Channeling these passions they created the Førs Studio homeware brand. Designed by the pair in Canada, Førs Studio’s pieces for the home include a sculptural carafe, asymmetrical serving bowls, tactile cups, and two teapots for “intimate moments that awaken your senses.”

forsstudio.com

Waxing lyrical

Monochrome display featuring candles and packaging
With the fragrance crafted in the perfume capital of the world, Grasse in France, Nomad Noe’s blend of vegetable waxes burns cleaner and for longer. Each candle is formulated without parabens, sulfates SLS and SLE, phthalates, and mineral oils.

Travel has been a constant in Corentin Hamon’s life: growing up in France, his family split its time between Brittany and Paris, where he went on to study. School also took him to Istanbul and Santiago in Chile. His working life has been global, too, starting in Hong Kong where he worked on fragrances for Givenchy and Kenzo.

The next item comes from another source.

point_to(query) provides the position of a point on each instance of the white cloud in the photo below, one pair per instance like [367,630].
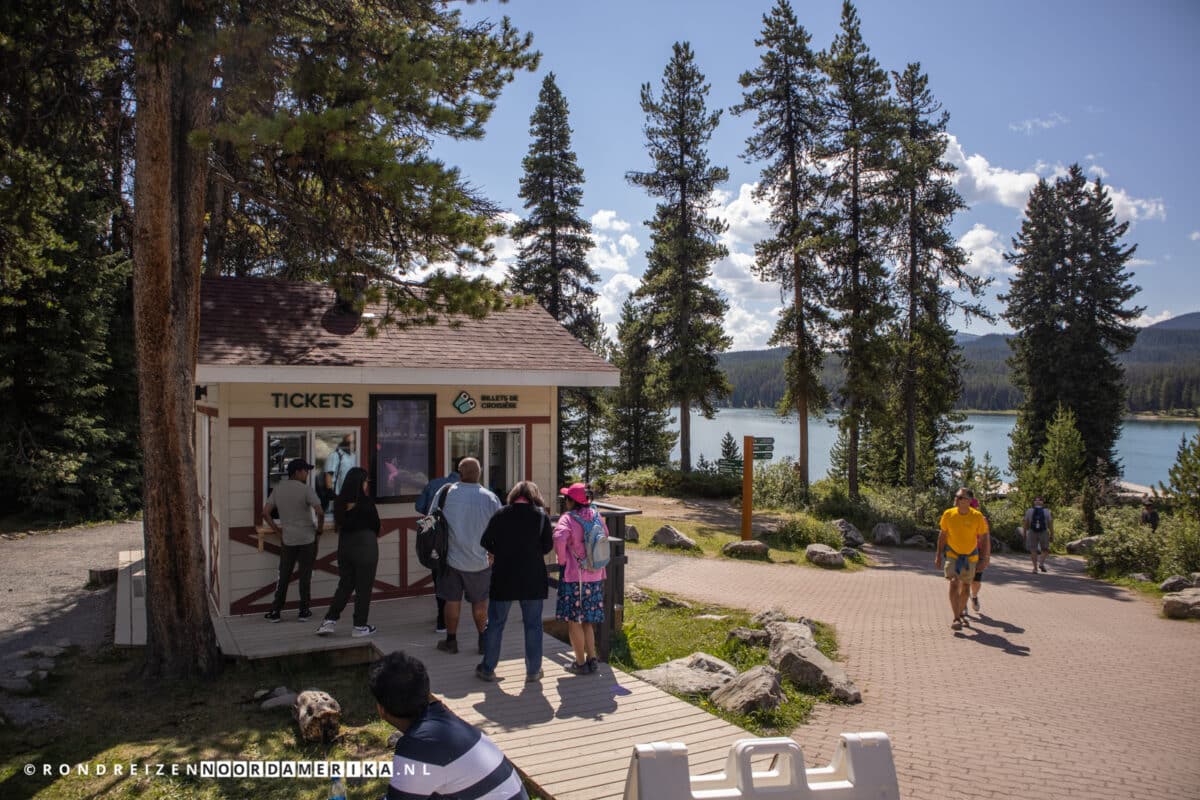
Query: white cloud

Scent and travel still take center stage in Hamon’s world with his “story infused” Nomad Noé candles. These feature fragrance oils crafted in France, hand-poured in the United States, and inspired by destinations including London, Bahia, and Hangzhou. Hamon’s latest creation, Wild, takes its cue from 1930s Hollywood and has sweet aromas of whiskey, tobacco, and oud to fragrance your home.

nomadnoe.com

Rave on

Round rug featuring a yellow smiley face
Inspired by the '80s and '90s rave eras, designer Henry Holland and the team at Floor Story looked at specific colors of yarn, which led to this collection that sits brilliantly among the existing body of work from the East London rug company.

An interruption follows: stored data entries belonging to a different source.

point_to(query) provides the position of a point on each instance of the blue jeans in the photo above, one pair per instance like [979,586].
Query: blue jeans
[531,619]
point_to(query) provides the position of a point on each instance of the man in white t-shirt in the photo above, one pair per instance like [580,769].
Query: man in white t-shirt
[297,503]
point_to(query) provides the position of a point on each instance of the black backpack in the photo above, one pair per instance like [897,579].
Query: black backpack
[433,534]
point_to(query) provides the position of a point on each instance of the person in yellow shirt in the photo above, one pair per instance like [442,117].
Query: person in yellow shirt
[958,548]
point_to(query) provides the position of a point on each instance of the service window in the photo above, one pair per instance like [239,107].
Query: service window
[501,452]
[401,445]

The ’90s design icon, the smiley, has been reinvented again, this time by the U.K.’s Floor Story and designer Henry Holland, who has used the rave iteration of the smiley face symbol on some of his designs for the acclaimed rug company.

Inspired by the aesthetics of ’80s and ’90s club culture and the fliers, clothes, and graphics of the rave scene, the striking rugs—which Floor Story admit allude to “out of mind” experiences—feature irregular shaping and patterns that seem to melt onto the floor.